La seconda storia riguarda invece una società che chiede l’applicazione delle regole OCSE per alcuni dipendenti italiani tornati dalla Cina a causa della pandemia e per questa ragione trattenuti in Italia per continuare a lavorare in smart working.

Viene specificato che alcune di queste persone avevano trascorso meno di 184 giorni, altri di più.

Le domande poste all’Agenzia sono le seguenti:

  1. il compenso per i lavoratori che hanno trascorso meno di 184 giorni in Italia come va considerato? Assoggettabile a imposizione italiana o cinese?

coloro che invece hanno avuto una permanenza superiore ai 184 giorni, occorre considerare il reddito di fonte estera con applicazione delle imposte estere?

Soluzione al caso #1:

L’Agenzia inserisce questo caso tra quelli concernenti l’accordo amichevole Italia/Francia e impedisce l’applicazione delle norme convenzionali per la determinazione del reddito.

La motivazione sta nel mancato requisito di permanenza all’estero di 183 giorni da parte del lavoratore.

Una soluzione contrastante appare rispetto agli accordi esistenti sulla disciplina del lavoro.

Soluzione al caso #2:

Come già visto nell’esito del caso n. 345, anche qui l’Agenzia risponde in maniera piuttosto articolata andando in disaccordo con l’Istante.

Per rispondere al quesito posto si riprende in mano la nota del Segretariato dell’Ocse del 3 aprile 2020 aggiornata il 21 gennaio 2021 concernente l’impatto delle misure sanitarie restrittive sui Trattati internazionali e la tassazione dei redditi da lavoro:

  • “il punto di partenza di tale analisi è la constatazione che, ai fini dell’applicazione delle Pagina 9 di 15 disposizioni contenute nell’articolo 15 del modello di Convenzione OCSE, l’attività di lavoro dipendente è esercitata nel luogo ove il dipendente è fisicamente presente mentre svolge il lavoro a fronte del quale gli è corrisposto il reddito”.

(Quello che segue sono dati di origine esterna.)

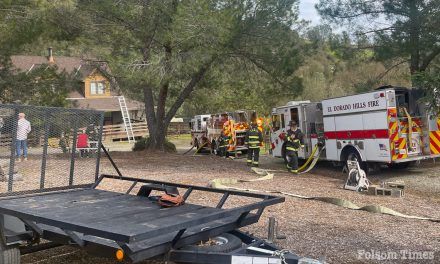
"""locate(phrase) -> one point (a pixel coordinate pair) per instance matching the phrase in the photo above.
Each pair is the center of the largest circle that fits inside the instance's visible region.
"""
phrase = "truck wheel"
(353, 155)
(9, 255)
(223, 243)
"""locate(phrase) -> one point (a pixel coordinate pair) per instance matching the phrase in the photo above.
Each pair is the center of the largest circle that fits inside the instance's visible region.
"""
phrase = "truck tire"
(9, 255)
(223, 243)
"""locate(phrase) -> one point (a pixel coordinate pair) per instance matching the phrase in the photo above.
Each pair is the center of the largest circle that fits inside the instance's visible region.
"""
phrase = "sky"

Fanno eccezione l’Austria, la Svizzera e la Francia con i quali esistono specifici accordi per evitare le doppie imposizioni, dove l’incidenza della mobilità dei lavoratori è piuttosto significativa.

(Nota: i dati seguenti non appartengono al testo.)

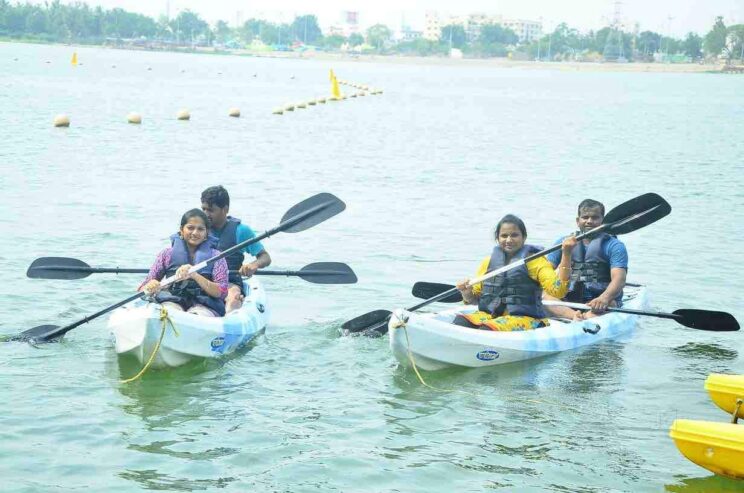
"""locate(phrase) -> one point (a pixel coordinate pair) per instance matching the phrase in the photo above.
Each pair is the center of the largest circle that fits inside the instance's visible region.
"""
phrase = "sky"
(675, 17)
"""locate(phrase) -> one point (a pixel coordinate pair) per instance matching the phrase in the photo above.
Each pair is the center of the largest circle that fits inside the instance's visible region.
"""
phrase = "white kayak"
(136, 329)
(434, 343)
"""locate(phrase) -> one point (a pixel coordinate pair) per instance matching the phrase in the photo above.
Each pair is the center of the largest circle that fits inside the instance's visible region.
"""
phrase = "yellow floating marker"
(61, 121)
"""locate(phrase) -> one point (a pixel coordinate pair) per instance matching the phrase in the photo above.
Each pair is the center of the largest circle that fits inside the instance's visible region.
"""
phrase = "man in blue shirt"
(228, 231)
(599, 266)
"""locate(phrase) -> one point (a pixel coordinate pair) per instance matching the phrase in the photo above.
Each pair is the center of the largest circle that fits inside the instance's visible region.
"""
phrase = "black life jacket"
(590, 270)
(513, 291)
(187, 293)
(228, 238)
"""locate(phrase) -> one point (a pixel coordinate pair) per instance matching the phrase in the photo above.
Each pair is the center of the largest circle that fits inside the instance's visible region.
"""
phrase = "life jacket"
(513, 291)
(228, 238)
(187, 293)
(590, 271)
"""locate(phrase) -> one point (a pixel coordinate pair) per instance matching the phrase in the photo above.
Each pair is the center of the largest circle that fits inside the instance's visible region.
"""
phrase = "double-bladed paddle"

In questo caso specifico occorre valutare le disposizioni dell’ordinamento italiano con il Governo cinese in ambito fiscale.

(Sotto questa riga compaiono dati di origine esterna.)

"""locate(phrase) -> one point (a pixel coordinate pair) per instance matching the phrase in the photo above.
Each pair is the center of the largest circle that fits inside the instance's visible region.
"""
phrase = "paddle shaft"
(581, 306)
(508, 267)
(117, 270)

La conclusione al dubbio proposto viene risolto dall’Agenzia nel modo seguente:

  • per i lavoratori che hanno risieduto in Italia per un periodo inferiore ai 184 giorni l’onere delle tasse risulterebbe imponibile in entrambi gli Stati per cui questa doppia imposizione dovrebbe essere risolta riconoscendo un credito d’imposta per conto della Cina;
  • per coloro che invece hanno soggiornato in Italia per più di 184 giorni prevarranno comunque i criteri di “abitazione permanente, il centro degli interessi vitali, il soggiorno abituale e la nazionalità.
    Ciò posto, si osserva come una persona fisica iscritta all’AIRE e rientrata in Italia unicamente a seguito dell’emergenza Covid potrebbe essere considerata fiscalmente residente in Italia secondo le disposizioni interne, in quanto risulterebbe avere il domicilio nel nostro Paese per la maggior parte del periodo d’imposta. Qualora si verificasse un conflitto di residenza con lo Stato estero, questo dovrebbe essere risolto facendo ricorso ai citati criteri convenzionali.
    ”.

A questo punto sembra che indirettamente l’Agenzia ponga l’accento sulla necessità di intervenire a livello normativo sui criteri di determinazione della residenza fiscale imposte dalla pandemia, in modo da risolvere l’ambito di applicazione dei suggerimenti dell’OCSE.